A menudo, cuando hablamos de un restyling lo calificamos de lavado de cara. En el caso del Q3 no podría ser más cierto, pues casi todos los cambios estéticos se centran el frontal del coche. El parachoques dispone de nuevas (falsas) tomas de aire a cada lado de la calandra «single frame». Ésta es sutilmente diferente en sus formas, pero sobre todo se prolonga hasta nuevos faros xenón con LEDs. Así, el Q3 fue el primero en lucir la nueva calandra Audi que veremos en casi todos los modelos de la gama a partir de ahora; los nuevos Q7 y A6 ya la lucen.

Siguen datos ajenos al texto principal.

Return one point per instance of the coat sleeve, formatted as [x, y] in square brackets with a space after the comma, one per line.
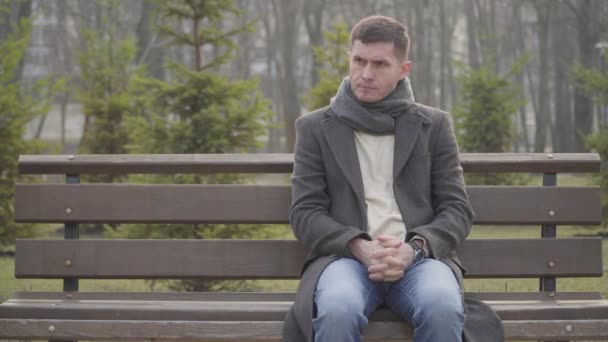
[309, 212]
[453, 215]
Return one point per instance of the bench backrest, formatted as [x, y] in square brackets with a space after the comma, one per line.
[546, 205]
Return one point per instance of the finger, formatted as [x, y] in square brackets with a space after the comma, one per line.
[380, 254]
[393, 262]
[392, 273]
[392, 279]
[378, 268]
[385, 237]
[376, 276]
[395, 243]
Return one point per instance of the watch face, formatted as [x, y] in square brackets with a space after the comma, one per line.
[418, 256]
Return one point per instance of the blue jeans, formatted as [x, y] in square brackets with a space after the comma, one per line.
[428, 296]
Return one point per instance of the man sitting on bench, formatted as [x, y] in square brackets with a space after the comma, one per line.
[379, 199]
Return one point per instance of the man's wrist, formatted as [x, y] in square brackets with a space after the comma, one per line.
[419, 253]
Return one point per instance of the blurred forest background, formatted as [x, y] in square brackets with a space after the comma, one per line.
[231, 76]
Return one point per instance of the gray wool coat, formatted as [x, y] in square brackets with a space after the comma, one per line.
[328, 206]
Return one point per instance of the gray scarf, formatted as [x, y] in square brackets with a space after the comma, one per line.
[374, 118]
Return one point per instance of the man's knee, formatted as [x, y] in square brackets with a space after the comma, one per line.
[439, 304]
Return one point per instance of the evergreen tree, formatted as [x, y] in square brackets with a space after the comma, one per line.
[198, 111]
[595, 83]
[107, 74]
[333, 66]
[18, 106]
[484, 114]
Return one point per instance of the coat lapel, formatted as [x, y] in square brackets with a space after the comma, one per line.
[341, 141]
[407, 128]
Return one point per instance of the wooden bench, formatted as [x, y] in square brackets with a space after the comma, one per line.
[223, 316]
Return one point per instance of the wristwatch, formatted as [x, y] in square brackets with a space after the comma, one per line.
[419, 254]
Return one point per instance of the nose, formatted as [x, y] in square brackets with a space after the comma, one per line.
[367, 74]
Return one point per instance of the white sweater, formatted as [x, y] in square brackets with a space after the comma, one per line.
[375, 154]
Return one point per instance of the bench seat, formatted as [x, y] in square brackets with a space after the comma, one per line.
[248, 316]
[258, 316]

Las dimensiones del nuevo Q3 tampoco varían. Mide 4,39 m de largo (es más largo de unos pocos milímetros). Sigue siendo uno de los SUV más cortos dentro del segmento premium (el más corto siendo el Evoque con 4,36 m de largo). anchura (1,89 m) y altura (1,59 m) no cambian con respecto al Q3 original. Obviamente, con un simple restyling, la batalla no cambia y se mantiene en 2,60 m. En esas condiciones, la habitabilidad del Q3 no varía.

Habitáculo

La posición de conducción es alta, como en todo SUV que se precie, y ofrece una excelente visibilidad en todos los ángulo, salvo quizá por un pilar A un poco espeso (puede dificultar en los giros a la izquierda en ciudad). Además, cabe destacar que el conductor está sentado 10 cm más alto que en el Mercedes GLA. De todos modos, nunca se tiene la sensación de estar en una berlina con poca superficie acristalada, el interior es muy luminoso.

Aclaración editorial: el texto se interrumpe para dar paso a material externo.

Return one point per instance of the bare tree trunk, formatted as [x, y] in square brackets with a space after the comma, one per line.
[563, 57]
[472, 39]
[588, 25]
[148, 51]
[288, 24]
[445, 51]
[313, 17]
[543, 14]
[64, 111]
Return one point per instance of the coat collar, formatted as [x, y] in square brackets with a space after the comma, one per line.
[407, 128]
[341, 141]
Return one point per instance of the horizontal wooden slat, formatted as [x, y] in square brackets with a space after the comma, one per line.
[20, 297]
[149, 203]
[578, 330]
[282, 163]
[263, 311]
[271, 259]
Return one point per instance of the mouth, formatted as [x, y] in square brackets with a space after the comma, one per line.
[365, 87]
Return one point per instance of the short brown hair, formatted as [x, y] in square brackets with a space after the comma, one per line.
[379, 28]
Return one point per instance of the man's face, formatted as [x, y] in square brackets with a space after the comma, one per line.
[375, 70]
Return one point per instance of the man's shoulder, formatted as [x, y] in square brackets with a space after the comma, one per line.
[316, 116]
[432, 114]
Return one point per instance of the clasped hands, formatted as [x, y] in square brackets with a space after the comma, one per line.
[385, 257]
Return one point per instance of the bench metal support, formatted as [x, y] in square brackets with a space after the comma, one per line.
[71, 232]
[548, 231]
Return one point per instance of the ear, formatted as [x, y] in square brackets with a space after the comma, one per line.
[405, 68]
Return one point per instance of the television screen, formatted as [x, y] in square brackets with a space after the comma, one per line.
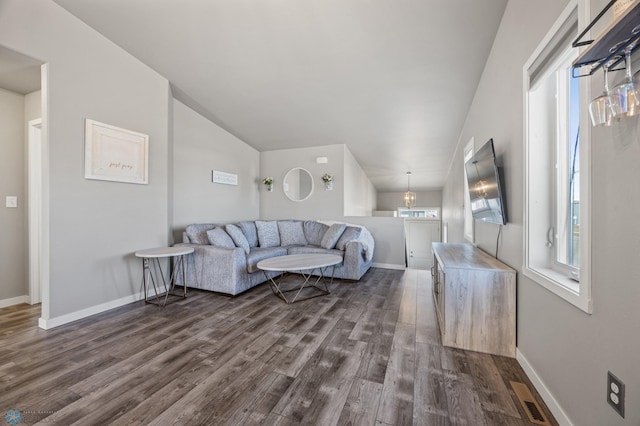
[487, 203]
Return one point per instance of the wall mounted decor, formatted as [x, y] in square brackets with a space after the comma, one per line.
[268, 183]
[224, 178]
[115, 154]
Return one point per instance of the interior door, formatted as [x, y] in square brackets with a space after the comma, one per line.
[419, 236]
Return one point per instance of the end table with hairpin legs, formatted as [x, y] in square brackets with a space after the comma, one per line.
[163, 283]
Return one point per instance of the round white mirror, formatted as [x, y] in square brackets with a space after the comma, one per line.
[298, 184]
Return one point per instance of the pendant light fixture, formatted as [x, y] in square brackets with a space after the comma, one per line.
[409, 197]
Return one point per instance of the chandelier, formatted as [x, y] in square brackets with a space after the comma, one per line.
[409, 197]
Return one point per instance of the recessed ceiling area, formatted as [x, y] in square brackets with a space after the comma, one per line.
[393, 80]
[19, 73]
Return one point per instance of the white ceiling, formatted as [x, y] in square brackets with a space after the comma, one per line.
[391, 79]
[18, 72]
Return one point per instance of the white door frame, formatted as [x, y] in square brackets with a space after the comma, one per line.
[34, 179]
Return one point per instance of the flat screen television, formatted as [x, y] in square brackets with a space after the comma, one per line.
[485, 193]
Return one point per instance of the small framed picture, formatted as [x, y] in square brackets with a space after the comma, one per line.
[115, 154]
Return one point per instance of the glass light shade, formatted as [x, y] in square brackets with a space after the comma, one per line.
[602, 111]
[410, 199]
[629, 101]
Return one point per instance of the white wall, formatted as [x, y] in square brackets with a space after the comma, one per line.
[569, 350]
[199, 146]
[322, 204]
[388, 233]
[393, 200]
[359, 192]
[13, 244]
[94, 226]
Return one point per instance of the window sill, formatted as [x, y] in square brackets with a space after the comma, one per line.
[560, 285]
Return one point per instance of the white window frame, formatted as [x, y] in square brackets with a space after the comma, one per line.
[553, 279]
[469, 234]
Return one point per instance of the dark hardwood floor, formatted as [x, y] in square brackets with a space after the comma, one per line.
[368, 354]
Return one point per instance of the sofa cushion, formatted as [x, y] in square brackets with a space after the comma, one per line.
[238, 237]
[314, 250]
[333, 234]
[268, 235]
[219, 238]
[350, 233]
[249, 230]
[291, 233]
[197, 233]
[260, 253]
[314, 231]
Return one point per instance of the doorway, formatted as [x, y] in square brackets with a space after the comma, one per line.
[34, 184]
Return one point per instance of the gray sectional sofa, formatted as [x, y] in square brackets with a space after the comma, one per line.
[226, 255]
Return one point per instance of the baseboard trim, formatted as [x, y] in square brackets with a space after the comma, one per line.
[48, 324]
[14, 301]
[554, 407]
[388, 266]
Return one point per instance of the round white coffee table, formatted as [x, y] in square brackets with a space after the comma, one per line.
[152, 271]
[303, 264]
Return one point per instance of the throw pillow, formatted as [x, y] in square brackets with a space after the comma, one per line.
[238, 237]
[291, 233]
[331, 237]
[249, 230]
[314, 231]
[350, 234]
[219, 238]
[268, 235]
[197, 233]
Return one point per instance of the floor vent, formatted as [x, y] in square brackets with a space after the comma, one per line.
[529, 404]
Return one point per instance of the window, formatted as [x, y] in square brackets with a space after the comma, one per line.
[556, 149]
[468, 216]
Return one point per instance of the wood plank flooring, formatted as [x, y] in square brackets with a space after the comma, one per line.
[368, 354]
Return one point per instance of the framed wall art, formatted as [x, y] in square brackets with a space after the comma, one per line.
[115, 154]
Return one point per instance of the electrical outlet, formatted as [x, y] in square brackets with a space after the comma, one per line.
[615, 393]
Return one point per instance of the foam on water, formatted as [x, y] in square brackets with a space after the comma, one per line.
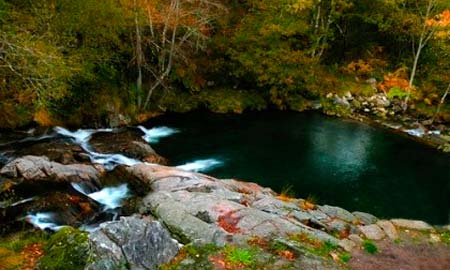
[43, 221]
[109, 197]
[154, 134]
[418, 132]
[202, 165]
[82, 137]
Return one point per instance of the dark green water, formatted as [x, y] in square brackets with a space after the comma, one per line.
[338, 162]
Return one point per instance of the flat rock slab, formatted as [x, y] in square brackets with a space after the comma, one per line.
[388, 228]
[412, 224]
[136, 243]
[36, 168]
[372, 232]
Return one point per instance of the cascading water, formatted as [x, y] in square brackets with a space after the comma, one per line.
[82, 137]
[154, 134]
[111, 198]
[43, 221]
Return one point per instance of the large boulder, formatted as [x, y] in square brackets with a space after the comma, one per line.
[198, 208]
[38, 168]
[135, 243]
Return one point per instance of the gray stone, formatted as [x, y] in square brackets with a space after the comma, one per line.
[337, 225]
[372, 232]
[365, 218]
[412, 224]
[131, 243]
[341, 101]
[388, 228]
[347, 245]
[337, 212]
[36, 168]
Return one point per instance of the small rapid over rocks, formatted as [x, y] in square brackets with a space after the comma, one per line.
[75, 175]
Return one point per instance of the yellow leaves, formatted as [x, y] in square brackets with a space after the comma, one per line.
[360, 68]
[299, 6]
[398, 79]
[442, 23]
[42, 117]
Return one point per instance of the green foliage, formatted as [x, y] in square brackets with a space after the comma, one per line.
[445, 237]
[66, 249]
[345, 257]
[396, 92]
[369, 247]
[240, 256]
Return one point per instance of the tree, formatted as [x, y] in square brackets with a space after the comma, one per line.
[173, 31]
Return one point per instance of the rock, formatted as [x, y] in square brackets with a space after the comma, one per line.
[355, 239]
[412, 224]
[337, 225]
[365, 218]
[341, 101]
[198, 208]
[66, 249]
[388, 228]
[128, 142]
[130, 243]
[35, 168]
[347, 245]
[372, 232]
[337, 212]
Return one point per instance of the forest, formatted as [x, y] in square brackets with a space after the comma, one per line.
[111, 62]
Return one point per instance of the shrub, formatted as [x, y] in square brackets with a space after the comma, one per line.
[370, 247]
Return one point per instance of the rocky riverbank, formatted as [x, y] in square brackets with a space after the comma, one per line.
[185, 220]
[380, 110]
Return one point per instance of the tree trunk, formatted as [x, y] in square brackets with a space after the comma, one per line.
[438, 109]
[139, 56]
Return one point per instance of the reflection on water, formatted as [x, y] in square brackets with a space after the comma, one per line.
[339, 162]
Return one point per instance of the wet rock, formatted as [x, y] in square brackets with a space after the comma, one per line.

La calidad percibida, tanto en la elección de los materiales como del montaje, sigue siendo uno de los puntos fuertes de Audi. Los acabados no han cambiado en esta nueva versión: materiales de gran calidad, al menos en la parte alta del salpicadero, y la calidad del montaje está siempre por encima de la media del segmento, salvo quizá si lo comparamos con el Mercedes GLA.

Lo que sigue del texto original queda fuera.